Dank europaweit einheitlicher Regeln werden die Anbieter audiovisueller Mediendienste künftig nur noch den Vorschriften des Mitgliedstaats unterliegen, in dem sie niedergelassen sind, und nicht mehr den vielfältigen Vorschriften all der Mitgliedstaaten, in denen ihre Dienste empfangen werden können.

Für die Fernsehwerbung empfiehlt die Kommission Bürokratieabbau, flexiblere Vorschriften für neue Formen der Werbung und eine verstärkte Selbst- und Mitregulierung. Die Gesamtdauer der Werbung darf dadurch allerdings nicht zunehmen. Die Kommission will die bestehende Begrenzung von 12 Minuten pro Stunde beibehalten. Die neue Richtlinie würde auch neue Formen der Werbung wie geteilte Bildschirme, virtuelle und interaktive Werbung zulassen.

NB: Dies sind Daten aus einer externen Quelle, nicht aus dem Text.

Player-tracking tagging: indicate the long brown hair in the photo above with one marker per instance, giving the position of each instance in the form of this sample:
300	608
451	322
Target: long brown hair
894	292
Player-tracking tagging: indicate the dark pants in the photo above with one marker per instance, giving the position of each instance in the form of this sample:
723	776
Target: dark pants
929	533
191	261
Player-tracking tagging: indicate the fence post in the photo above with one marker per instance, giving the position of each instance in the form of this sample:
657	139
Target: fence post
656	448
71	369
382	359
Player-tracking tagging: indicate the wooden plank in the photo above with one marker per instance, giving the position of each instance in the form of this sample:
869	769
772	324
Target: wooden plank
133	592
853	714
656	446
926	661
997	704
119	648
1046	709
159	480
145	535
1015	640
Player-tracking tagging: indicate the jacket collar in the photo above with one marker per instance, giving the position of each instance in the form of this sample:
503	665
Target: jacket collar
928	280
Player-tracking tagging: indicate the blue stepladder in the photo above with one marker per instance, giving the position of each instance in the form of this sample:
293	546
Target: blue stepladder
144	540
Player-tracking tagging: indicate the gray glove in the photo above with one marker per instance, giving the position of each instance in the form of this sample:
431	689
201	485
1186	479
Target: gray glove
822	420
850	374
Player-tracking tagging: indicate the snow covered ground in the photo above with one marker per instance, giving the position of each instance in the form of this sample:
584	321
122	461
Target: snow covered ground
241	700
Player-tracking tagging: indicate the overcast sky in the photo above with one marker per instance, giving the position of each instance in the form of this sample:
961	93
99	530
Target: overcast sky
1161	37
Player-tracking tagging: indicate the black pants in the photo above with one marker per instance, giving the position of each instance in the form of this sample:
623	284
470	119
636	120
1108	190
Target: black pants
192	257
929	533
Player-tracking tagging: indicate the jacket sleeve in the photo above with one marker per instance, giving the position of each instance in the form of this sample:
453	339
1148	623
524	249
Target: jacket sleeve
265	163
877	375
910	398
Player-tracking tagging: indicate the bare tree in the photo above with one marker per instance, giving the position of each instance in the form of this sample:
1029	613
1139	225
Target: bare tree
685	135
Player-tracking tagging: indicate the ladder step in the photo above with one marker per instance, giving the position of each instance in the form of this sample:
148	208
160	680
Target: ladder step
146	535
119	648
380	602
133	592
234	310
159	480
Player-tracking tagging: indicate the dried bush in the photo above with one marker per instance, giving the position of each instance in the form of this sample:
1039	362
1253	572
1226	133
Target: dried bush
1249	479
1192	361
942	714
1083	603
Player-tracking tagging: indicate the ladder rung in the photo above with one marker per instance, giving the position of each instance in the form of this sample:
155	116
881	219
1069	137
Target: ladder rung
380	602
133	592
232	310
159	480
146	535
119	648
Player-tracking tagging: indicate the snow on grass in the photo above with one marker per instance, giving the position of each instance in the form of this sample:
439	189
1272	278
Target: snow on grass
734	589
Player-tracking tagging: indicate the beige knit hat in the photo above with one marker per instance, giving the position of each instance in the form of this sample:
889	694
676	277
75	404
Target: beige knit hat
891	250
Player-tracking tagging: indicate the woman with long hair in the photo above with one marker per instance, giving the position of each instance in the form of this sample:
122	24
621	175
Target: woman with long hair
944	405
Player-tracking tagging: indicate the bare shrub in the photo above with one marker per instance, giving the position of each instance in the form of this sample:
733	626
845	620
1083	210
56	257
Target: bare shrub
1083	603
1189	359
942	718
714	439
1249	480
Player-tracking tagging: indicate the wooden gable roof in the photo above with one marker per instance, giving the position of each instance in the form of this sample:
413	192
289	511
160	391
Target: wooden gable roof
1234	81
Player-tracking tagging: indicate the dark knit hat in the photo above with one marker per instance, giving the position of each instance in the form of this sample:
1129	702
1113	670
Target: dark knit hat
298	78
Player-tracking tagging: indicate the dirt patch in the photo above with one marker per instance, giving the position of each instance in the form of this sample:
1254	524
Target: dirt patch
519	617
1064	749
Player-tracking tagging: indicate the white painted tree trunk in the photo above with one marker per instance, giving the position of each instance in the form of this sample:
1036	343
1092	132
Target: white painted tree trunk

Erstmalig soll ein klarer rechtlicher Rahmen für die Produktplatzierung geschaffen werden. Außer in den Nachrichten, in Sendungen zum aktuellen Zeitgeschehen und in Kinderprogrammen würde das so genannte Product Placement demnach künftig erlaubt. Allerdings müssten die Verbraucher zu Beginn einer Sendung auf die Produktplatzierung hingewiesen werden.